One of my favourite monthly reads is Bruce Schneier’s Newsletter. The current issue contains some robustly perceptive observations on what Microsoft needs to do if it really wants to take security seriously. For example:

“One of the simplest, strongest, and safest models is to enforce a rigid separation of data and code. The commingling of data and code is responsible for a great many security problems, and Microsoft has been the Internet’s worst offender. Here’s one example: Originally, e-mail was text only, and e-mail viruses were impossible. Microsoft changed that by having its mail clients automatically execute commands embedded in e-mail. This paved the way for e-mail viruses, like Melissa and LoveBug, that automatically spread to people in the victims’ address books. Microsoft must reverse the security damage by removing this functionality from its e-mail clients and many other of its products. This rigid separation of data from code needs to be applied to all products.”

Great column by Dan Gillmor on the way the entertainment industry is increasingly treating everyone as a thief.

“If the business people who rule the entertainment industry had been as powerful 25 years ago as they are today, you’d be breaking the law if you set your videocassette recorder to tape your favorite Olympic event for later viewing. The VCR, assuming the entertainment industry would have allowed a manufacturer to sell it, would not have a fast-forward button because it would let you skip through the commercials without viewing them.

As for tape recorders, you would not have been able to make a copy of the music you just bought so you could play it in your car.”

Hollywood studios sue makers of digital recorders.

Hollywood studios sue makers of digital recorders.
LA Times story.

“The lawsuits, which were brought by the largest TV networks and all seven major Hollywood movie companies, say the ReplayTV recorders violate copyrights by enabling users to send videos to other ReplayTV boxes over the Internet and skip commercials automatically. The suit filed by MGM, Fox, Universal Studios and Orion Pictures goes furthest, arguing that it’s illegal to let consumers record and store shows based on the genre, actors or other words in the program description. This claim threatens not just the ReplayTV devices, some copyright experts say, but all recorders like it. Unlike VCRs, which require users to record shows by time slot or unique number, PVRs record based on a show’s name or program description. Users don’t need to know when “Friends” is on. They just need to know the name or a leading actor. Once a program is found, the device can be set to capture it whenever it’s on the air.”

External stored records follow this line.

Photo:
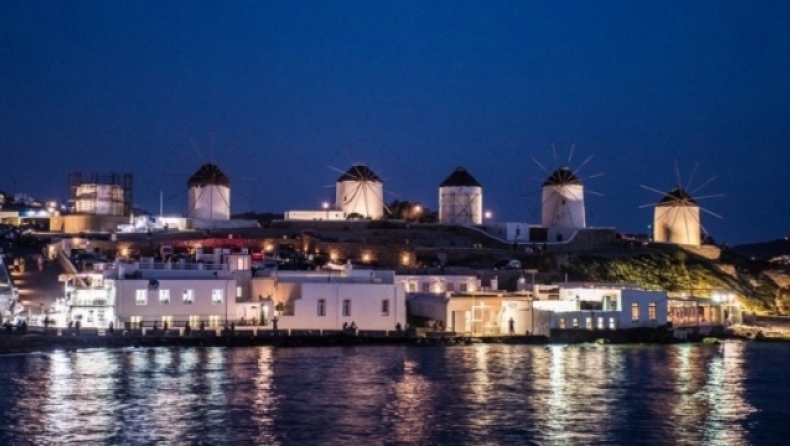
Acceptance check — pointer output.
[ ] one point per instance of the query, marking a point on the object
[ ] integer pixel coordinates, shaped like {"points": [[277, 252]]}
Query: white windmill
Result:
{"points": [[461, 199], [209, 194], [360, 191], [562, 196], [208, 188], [676, 217]]}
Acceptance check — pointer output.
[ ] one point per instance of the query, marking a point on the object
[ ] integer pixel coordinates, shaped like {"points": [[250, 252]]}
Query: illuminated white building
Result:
{"points": [[326, 300], [461, 199]]}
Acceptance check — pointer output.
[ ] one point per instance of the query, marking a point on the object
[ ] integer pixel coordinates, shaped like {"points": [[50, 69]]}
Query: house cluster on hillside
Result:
{"points": [[213, 289]]}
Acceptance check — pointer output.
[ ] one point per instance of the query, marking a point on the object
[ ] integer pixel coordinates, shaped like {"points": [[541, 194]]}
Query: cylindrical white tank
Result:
{"points": [[676, 219], [209, 194], [563, 200], [360, 191], [461, 199]]}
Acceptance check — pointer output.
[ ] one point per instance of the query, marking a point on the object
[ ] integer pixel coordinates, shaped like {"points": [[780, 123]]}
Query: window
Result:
{"points": [[346, 307], [216, 297], [385, 307]]}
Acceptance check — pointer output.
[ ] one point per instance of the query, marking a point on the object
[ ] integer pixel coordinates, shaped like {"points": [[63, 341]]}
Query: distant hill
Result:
{"points": [[672, 268], [765, 250]]}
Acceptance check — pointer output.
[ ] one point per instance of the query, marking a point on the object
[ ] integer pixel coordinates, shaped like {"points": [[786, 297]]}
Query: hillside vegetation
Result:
{"points": [[677, 271]]}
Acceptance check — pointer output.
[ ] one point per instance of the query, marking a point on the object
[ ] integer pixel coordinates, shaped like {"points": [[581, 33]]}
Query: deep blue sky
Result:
{"points": [[412, 88]]}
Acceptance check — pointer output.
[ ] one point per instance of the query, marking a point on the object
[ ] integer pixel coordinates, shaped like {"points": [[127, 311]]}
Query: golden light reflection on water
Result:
{"points": [[506, 394]]}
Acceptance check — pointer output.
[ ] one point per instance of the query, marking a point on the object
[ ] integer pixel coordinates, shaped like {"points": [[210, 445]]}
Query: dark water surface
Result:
{"points": [[730, 394]]}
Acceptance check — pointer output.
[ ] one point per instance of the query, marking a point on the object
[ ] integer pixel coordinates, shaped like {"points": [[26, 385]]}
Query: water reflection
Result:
{"points": [[556, 395]]}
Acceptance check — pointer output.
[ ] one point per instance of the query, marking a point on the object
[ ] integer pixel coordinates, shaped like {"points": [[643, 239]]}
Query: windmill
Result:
{"points": [[460, 199], [360, 191], [562, 195], [208, 188], [676, 218]]}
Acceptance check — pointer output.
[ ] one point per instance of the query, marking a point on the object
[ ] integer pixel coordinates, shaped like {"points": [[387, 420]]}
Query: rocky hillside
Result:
{"points": [[674, 269]]}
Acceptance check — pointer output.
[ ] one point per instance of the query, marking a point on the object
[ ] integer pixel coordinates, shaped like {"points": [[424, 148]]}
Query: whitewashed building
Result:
{"points": [[438, 283], [461, 199], [326, 300]]}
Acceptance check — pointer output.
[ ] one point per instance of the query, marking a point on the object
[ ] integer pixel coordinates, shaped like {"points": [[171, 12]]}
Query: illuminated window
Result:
{"points": [[346, 307], [141, 297], [385, 307]]}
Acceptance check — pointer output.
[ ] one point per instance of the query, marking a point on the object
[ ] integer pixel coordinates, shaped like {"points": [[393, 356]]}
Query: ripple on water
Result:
{"points": [[730, 394]]}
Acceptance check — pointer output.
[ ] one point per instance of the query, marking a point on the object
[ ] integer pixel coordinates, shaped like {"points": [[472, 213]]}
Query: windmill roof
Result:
{"points": [[460, 178], [208, 174], [677, 197], [562, 176], [359, 172]]}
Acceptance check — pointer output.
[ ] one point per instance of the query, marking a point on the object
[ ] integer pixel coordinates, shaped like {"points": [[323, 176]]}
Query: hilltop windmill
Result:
{"points": [[461, 199], [562, 196], [208, 188], [676, 218], [360, 191]]}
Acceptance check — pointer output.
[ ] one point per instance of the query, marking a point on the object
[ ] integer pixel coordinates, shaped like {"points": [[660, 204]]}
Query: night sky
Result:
{"points": [[414, 89]]}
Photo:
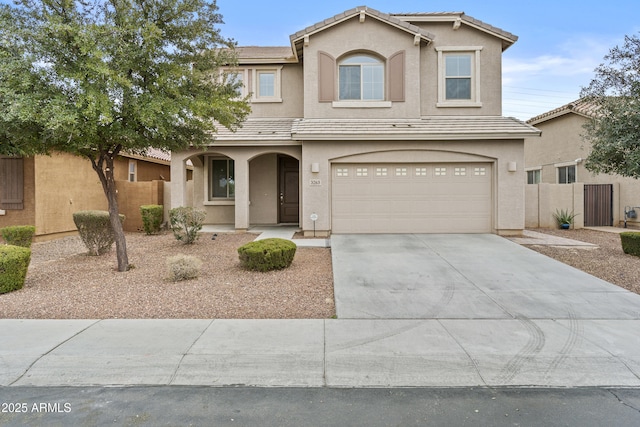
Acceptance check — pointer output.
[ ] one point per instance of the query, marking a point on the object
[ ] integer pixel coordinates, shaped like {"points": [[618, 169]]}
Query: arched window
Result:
{"points": [[361, 77]]}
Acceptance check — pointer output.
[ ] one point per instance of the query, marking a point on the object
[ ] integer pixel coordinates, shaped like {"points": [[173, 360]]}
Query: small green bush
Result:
{"points": [[186, 222], [95, 230], [630, 242], [18, 235], [183, 267], [152, 216], [267, 254], [14, 262]]}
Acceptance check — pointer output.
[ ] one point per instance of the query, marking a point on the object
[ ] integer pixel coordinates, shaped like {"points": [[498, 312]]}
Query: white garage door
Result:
{"points": [[412, 198]]}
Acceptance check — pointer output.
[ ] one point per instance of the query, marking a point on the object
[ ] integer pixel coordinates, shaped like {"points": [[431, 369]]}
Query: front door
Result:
{"points": [[289, 194]]}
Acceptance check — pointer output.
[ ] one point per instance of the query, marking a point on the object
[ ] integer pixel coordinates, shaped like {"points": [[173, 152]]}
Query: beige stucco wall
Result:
{"points": [[508, 188], [26, 216], [64, 184], [561, 142], [236, 211]]}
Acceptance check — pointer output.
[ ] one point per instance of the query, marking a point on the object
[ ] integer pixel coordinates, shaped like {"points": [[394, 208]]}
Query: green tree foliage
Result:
{"points": [[99, 77], [614, 131]]}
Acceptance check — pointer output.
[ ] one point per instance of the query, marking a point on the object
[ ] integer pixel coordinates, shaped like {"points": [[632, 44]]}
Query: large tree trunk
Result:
{"points": [[109, 186]]}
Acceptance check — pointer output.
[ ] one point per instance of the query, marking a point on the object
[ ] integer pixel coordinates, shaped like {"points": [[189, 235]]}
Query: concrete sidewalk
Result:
{"points": [[319, 353]]}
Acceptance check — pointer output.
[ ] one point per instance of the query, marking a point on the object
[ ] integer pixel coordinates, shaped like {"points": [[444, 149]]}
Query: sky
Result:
{"points": [[560, 42]]}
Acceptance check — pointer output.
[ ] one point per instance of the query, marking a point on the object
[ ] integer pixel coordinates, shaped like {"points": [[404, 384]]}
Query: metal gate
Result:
{"points": [[598, 205]]}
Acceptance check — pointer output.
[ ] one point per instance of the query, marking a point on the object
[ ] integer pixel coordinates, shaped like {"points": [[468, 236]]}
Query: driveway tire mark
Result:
{"points": [[379, 337], [575, 334], [533, 346]]}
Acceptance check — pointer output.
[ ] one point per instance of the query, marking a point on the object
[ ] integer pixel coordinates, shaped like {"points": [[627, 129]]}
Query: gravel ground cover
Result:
{"points": [[607, 261], [63, 282]]}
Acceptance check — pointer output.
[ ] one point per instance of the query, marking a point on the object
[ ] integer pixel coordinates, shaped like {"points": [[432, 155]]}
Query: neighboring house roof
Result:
{"points": [[297, 39], [255, 131], [459, 18], [580, 107], [265, 54]]}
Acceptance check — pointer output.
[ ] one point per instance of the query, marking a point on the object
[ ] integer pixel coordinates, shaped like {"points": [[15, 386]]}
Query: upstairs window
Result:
{"points": [[567, 174], [361, 78], [459, 76]]}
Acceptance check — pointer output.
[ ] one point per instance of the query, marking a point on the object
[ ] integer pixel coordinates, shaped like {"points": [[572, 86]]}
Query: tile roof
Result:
{"points": [[256, 131], [270, 54], [507, 37], [431, 128], [348, 14], [581, 107]]}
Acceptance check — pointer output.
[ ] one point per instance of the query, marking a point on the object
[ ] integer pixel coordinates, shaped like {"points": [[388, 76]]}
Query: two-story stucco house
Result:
{"points": [[369, 123]]}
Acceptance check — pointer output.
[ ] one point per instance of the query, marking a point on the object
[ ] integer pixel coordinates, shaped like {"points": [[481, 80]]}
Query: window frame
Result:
{"points": [[536, 174], [566, 167], [132, 173], [377, 62], [256, 96], [474, 53], [210, 199]]}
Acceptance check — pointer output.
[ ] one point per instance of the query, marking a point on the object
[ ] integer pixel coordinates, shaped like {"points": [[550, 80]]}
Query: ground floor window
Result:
{"points": [[222, 179], [533, 177]]}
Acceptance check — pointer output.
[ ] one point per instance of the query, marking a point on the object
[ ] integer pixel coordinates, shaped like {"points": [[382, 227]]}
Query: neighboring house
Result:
{"points": [[45, 191], [368, 123], [556, 159]]}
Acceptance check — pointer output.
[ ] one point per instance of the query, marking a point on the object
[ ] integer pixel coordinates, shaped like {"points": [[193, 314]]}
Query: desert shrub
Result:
{"points": [[152, 216], [18, 235], [267, 254], [14, 262], [186, 222], [630, 242], [95, 230], [183, 267]]}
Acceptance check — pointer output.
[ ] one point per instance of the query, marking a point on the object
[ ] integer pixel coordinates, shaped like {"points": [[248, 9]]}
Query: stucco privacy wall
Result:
{"points": [[561, 143], [543, 200], [64, 184], [508, 195]]}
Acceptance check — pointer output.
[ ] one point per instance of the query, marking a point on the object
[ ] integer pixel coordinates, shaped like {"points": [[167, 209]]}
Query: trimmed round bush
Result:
{"points": [[267, 254], [18, 235], [183, 267], [186, 222], [152, 216], [630, 242], [14, 262], [95, 230]]}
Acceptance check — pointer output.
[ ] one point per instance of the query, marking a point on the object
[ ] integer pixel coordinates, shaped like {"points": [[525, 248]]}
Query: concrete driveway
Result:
{"points": [[474, 276]]}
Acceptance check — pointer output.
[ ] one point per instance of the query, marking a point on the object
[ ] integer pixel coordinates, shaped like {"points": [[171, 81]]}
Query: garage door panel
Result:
{"points": [[412, 198]]}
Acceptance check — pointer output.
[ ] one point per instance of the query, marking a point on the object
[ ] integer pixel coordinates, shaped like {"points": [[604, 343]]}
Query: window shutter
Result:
{"points": [[11, 183], [396, 77], [326, 77]]}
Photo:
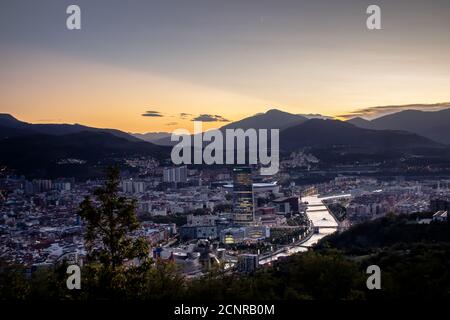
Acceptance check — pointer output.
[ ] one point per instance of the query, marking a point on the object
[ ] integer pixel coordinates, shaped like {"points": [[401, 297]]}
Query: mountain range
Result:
{"points": [[12, 127], [434, 125], [30, 147]]}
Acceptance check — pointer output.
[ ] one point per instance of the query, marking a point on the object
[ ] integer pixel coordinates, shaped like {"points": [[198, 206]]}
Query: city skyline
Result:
{"points": [[154, 66]]}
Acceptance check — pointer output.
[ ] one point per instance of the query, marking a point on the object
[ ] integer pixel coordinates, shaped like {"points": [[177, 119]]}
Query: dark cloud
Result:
{"points": [[152, 114], [210, 118], [373, 112]]}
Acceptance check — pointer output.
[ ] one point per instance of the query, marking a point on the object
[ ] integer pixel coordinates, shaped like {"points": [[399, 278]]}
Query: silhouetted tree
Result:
{"points": [[110, 221]]}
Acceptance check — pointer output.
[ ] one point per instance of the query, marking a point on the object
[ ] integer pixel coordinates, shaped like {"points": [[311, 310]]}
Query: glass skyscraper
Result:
{"points": [[243, 196]]}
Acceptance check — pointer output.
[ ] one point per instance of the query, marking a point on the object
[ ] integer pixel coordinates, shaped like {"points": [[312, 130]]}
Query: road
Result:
{"points": [[318, 213]]}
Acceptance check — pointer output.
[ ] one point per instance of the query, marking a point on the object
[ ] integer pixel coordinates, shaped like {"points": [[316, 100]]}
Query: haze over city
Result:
{"points": [[144, 66]]}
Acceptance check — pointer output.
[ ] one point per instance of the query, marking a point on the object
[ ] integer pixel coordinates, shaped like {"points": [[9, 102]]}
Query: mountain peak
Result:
{"points": [[275, 111], [7, 116]]}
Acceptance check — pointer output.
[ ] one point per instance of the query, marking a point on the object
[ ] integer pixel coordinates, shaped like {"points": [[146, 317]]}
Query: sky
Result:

John Perry Barlow on the copyright land grab.

“We are born savage and self-centered, and then, unless we move to Hollywood, we get over it. We become civilized. We enter a state in which we understand that sharing is good.

And just as sharing makes us civilized, it’s sharing that makes civilization. It lets us build a great collective work from the exchange of stories, myths, songs, poems, facts, jokes, beliefs, scientific discoveries, elegant engineering hacks, and all of the other products of human thought and discourse.

I know that this is a fairly obvious observation. That’s why I’m stunned that so many kinds of sharing have suddenly, without public debate, become criminal acts. For instance, lending a book to a friend is still all right, but letting him read the same book electronically is now a theft.

Over the last several years, the entertainment industry has railroaded a number of laws and treaties through Washington and Geneva that are driving us rapidly toward a future in which the fruits of the mind cannot be shared. Instead they must be purchased — not from the human beings who created them in the first place, but only from the media megaliths. “

I love the way JPB writes. He is concerned about the same issues that enrage me, and yet manages to package them in more digestible literary packages. Comes from having been a rock lyricist in an earlier life, I suppose. Sigh.

More Wired coverage of the BT patent case.

More Wired coverage of the BT patent case.

“Assuming for a moment that they have a valid case, then BT made a huge error in allowing that patent to sit unclaimed for so long,” said patent attorney Vincent Jerham. “Had the company piped up when those first Web pages were published and informed people that it owned hyperlink technology, then businesses and Web publishers could have chosen to use hyperlinks or not. Showing up now, more than a decade after the party started, has effectively killed any chance of collecting prior-usage fees.”